Author: Ting WU ¹ ; Xin-sheng DING ; Wen-lei LI ; Juan YAO ; Xiao-xuan DENG
Author Information

1. Department of Neurology, First Affiliated Hospital of Nanjing Medical University, Nanjing 210029, China.
Publication Type:Journal Article
MeSH: Adult; Amniotic Fluid; cytology; Cyclic AMP Response Element-Binding Protein; genetics; Exons; Female; Fetal Blood; cytology; Humans; Nerve Tissue Proteins; genetics; Polymerase Chain Reaction; Pregnancy; Prenatal Diagnosis; methods; RNA-Binding Proteins; genetics; SMN Complex Proteins; Sequence Analysis, DNA; Spinal Muscular Atrophies of Childhood; diagnosis; genetics
From: Chinese Medical Journal 2005;118(15):1274-1277
CountryChina
Language:English
Abstract:
BACKGROUNDSpinal muscular atrophy (SMA) is an autosomal recessive disease characterized by degeneration of anterior horn cells of the spinal cord. The survival motor neuron gene is SMA-determining gene deleted in approximately 95% of SMA patients. This study was undertaken to predict prenatal SMA efficiently and rapidly in families with previously affected child.

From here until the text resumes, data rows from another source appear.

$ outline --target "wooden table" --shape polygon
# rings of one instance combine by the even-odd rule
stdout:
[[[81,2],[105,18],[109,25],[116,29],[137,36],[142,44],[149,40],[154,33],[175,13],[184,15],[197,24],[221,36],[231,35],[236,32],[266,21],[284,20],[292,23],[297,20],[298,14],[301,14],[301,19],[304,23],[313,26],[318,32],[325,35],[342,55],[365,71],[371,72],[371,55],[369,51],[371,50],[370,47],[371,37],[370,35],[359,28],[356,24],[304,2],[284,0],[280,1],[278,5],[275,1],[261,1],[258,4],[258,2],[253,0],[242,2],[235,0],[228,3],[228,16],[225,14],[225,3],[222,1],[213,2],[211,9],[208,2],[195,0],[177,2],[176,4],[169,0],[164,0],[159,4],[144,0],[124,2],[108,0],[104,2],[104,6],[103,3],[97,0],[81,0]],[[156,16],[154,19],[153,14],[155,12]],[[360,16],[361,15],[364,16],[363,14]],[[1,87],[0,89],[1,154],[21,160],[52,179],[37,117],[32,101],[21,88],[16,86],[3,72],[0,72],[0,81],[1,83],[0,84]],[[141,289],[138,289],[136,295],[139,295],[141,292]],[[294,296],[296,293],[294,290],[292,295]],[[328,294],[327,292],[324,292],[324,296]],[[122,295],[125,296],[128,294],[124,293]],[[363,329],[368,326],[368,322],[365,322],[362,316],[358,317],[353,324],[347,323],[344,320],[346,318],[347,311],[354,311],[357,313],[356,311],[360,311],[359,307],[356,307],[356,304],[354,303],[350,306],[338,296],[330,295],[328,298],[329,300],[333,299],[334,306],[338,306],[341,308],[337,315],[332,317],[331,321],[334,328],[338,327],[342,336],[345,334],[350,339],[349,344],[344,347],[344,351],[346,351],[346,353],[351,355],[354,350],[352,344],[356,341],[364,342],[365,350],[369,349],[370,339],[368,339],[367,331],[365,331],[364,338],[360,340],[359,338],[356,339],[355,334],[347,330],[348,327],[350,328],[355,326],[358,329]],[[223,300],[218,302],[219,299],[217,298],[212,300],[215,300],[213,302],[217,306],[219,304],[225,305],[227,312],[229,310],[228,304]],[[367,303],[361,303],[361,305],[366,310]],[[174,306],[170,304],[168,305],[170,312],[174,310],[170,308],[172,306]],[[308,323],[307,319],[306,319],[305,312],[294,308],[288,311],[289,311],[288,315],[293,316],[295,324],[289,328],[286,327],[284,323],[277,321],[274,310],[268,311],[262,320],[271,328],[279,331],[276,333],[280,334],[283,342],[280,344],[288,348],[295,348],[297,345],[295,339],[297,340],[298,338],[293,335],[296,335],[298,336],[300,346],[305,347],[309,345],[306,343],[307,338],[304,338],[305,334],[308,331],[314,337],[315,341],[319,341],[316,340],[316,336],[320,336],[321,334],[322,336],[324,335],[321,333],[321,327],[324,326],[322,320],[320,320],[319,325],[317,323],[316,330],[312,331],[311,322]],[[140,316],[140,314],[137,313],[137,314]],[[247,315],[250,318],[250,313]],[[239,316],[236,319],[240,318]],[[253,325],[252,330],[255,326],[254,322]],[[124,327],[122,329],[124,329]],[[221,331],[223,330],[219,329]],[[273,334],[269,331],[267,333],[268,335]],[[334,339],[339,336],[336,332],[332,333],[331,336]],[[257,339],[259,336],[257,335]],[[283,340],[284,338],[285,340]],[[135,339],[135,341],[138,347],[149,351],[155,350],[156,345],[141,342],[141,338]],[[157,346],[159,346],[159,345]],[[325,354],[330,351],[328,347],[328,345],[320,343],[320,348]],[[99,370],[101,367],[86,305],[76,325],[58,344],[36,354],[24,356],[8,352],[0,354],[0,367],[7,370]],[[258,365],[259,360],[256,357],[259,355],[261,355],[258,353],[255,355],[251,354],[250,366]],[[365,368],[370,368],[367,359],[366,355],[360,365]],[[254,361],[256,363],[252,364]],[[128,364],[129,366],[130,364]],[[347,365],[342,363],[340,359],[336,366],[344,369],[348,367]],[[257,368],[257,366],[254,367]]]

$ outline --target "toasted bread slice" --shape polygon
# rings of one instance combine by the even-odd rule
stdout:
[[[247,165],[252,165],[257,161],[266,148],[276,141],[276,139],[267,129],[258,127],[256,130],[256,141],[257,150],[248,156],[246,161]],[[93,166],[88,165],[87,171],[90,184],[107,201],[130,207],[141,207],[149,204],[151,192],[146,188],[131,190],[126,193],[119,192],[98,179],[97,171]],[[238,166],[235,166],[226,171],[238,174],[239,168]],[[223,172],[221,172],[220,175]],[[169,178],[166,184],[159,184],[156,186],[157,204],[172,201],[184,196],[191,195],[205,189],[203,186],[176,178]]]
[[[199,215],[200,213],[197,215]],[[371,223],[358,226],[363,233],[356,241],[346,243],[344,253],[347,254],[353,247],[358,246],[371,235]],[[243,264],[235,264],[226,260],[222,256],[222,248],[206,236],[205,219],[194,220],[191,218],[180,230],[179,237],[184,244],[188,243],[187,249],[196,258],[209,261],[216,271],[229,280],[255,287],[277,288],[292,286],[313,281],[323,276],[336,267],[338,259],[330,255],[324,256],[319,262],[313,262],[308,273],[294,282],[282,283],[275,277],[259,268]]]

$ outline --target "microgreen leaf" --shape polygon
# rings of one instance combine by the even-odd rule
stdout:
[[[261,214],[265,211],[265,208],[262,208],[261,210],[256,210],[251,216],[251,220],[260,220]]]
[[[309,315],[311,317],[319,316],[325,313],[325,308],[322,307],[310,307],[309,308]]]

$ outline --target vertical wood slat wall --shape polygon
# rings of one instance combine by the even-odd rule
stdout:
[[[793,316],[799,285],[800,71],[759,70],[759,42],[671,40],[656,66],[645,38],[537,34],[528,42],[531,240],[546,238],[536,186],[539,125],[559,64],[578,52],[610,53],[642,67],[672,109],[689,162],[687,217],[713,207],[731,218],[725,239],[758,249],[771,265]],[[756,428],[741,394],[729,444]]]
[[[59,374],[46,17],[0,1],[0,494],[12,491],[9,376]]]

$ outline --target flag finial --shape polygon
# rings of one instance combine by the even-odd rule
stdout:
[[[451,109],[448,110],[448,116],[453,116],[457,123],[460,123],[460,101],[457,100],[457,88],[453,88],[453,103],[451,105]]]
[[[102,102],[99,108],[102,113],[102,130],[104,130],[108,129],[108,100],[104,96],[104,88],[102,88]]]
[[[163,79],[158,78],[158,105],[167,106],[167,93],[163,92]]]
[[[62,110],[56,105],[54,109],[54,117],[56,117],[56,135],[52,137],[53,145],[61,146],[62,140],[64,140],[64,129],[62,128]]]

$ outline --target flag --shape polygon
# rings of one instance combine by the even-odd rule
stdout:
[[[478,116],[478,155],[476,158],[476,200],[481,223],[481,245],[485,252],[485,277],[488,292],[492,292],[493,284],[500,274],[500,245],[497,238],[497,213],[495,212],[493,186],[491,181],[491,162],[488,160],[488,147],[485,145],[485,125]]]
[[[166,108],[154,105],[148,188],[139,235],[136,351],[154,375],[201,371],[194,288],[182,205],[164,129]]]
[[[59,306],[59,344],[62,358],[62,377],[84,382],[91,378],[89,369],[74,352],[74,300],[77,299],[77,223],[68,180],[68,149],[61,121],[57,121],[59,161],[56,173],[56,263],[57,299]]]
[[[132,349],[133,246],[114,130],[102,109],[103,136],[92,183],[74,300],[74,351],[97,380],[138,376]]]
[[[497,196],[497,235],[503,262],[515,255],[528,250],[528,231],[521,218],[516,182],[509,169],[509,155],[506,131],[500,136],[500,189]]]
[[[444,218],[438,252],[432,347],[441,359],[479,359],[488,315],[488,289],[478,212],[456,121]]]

METHODSPrenatal diagnosis was made in 8 fetuses with a family history of SMA. Polymerase chain reaction (PCR) and restriction fragment length polymorphism (RFLP) were used for the detection of the survival motor neuron gene.
RESULTSThe survival motor neuron gene was not found in 6 fetuses, ruling out the diagnosis of SMA. Two fetuses were detected positive and the pregnancies were terminated.
CONCLUSIONOur method is effective and convenient in prenatal diagnosis of SMA.